Unglaublich, aber wahr: Die Seattle Kraken haben den amtierenden Stanley Cup Champion Colorado Avalanche aus den Playoffs geworfen. In Spiel 7 am Sonntagabend in der Ball Arena in Denver setzte sich Seattle mit 2:1 durch und entschied damit die Serie in der 1. Runde der Stanley Cup Playoffs 2023 mit 4:3 für sich. NHL.com/de analysiert die Gründe für das Aus der Avalanche.

Grubauer stoppt die Avalanche-Offensive

Erstmals überhaupt in der Geschichte der Stanley Cup Playoffs warf ein Expansion-Team den amtierenden Champion aus den Playoffs. Wie konnte das passieren?

Zwei Worte: Philipp Grubauer! Der deutsche Torwart avancierte zum vielarmigen Kraken und Playoff-Monster für Seattle. In sieben Spielen stand der 31-jährige Rosenheimer unter Dauerbeschuss (231 Torschüsse der Avalanche, im Schnitt 33 pro Spiel), hatte eine Fangquote von 92,6 Prozent und trieb Colorado mit teilweise spektakulären Glanzparaden zur Verzweiflung. Alleine in Spiel 2 zeigte Grubauer gegen seinen Ex-Klub 41 Saves. Im alles entscheidenden Spiel 7 wehrte er 33 von 34 Schüssen ab (97,1 Prozent Fangquote).

Doch die Avalanche hatten auch andere Probleme: So geriet Colorado ausnahmslos in allen sieben Partien in Rückstand, weshalb es jedes Mal eine kräfteraubende Aufholjagd starten musste.

Dazu kamen viele Verletzte: Andrew Cogliano (Halswirbelsäulenbruch), Josh Manson, Darren Helm (beide unbekannte Verletzung) und Valeri Nichushkin (private Gründe) fielen in Spiel 7 aus.

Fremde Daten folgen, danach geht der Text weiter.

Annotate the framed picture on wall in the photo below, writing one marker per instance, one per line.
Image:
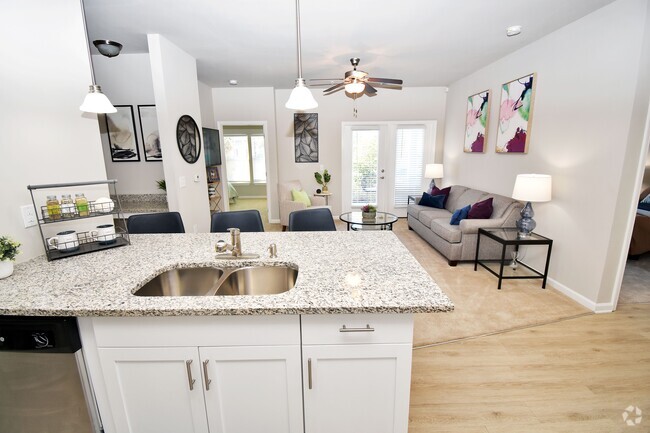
(305, 135)
(149, 133)
(120, 127)
(516, 115)
(476, 122)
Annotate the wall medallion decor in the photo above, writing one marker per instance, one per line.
(149, 132)
(188, 137)
(516, 115)
(305, 135)
(120, 127)
(476, 122)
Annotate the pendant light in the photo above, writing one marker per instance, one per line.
(95, 101)
(301, 98)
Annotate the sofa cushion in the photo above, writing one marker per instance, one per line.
(470, 196)
(481, 210)
(437, 201)
(431, 213)
(459, 215)
(445, 230)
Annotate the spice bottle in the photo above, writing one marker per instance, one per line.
(53, 207)
(81, 203)
(67, 206)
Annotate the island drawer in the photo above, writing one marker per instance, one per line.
(194, 331)
(357, 328)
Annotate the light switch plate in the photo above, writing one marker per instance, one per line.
(29, 215)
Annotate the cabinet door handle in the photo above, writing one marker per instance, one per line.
(188, 366)
(205, 375)
(309, 372)
(366, 329)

Kapitän Gabriel Landeskog (Knieverletzung) fehlte nicht nur in den Playoffs, sondern auch in der kompletten regulären Saison. Diese Schlüsselspieler konnten die Avalanche nicht adäquat ersetzen, worunter die Qualität in der Tiefe litt: Während Seattle gleich 15 (!) unterschiedliche Torschützen hatte, waren es bei Colorado nur deren neun. Zu Abhängig waren die Avalanche von den beiden Top-Stürmern Mikko Rantanen (7-3-10, 1,43 Punkte/Spiel) und Nathan MacKinnon (3-4-7, 1,0 Punkte/Spiel), die einzigen zwei Akteure die einen Punkteschnitt mit einer 1 vor dem Komma hatten.

Entsprechend stellten die Avalanche nur die elftbeste Offensive (durchschnittlich 2,71 Tore/Spiel) und brachte auch das zuvor so brandgefährliche Powerplay nicht zum Laufen (11,1 Prozent Erfolgsquote, Rang 15 von 16 Playoff-Teams). Angesichts von 33,3 Torschüssen pro Partie (5.) und 98 Schüssen neben das Ziel (15.) hatte Colorado auch ein Effizienz-Problem. Die körperliche Spielweise der Kraken mit 290 Checks (1.) und 134 Blocks (2.) kombiniert mit einem temporeichen Umschaltspiel gaben Colorado den Rest.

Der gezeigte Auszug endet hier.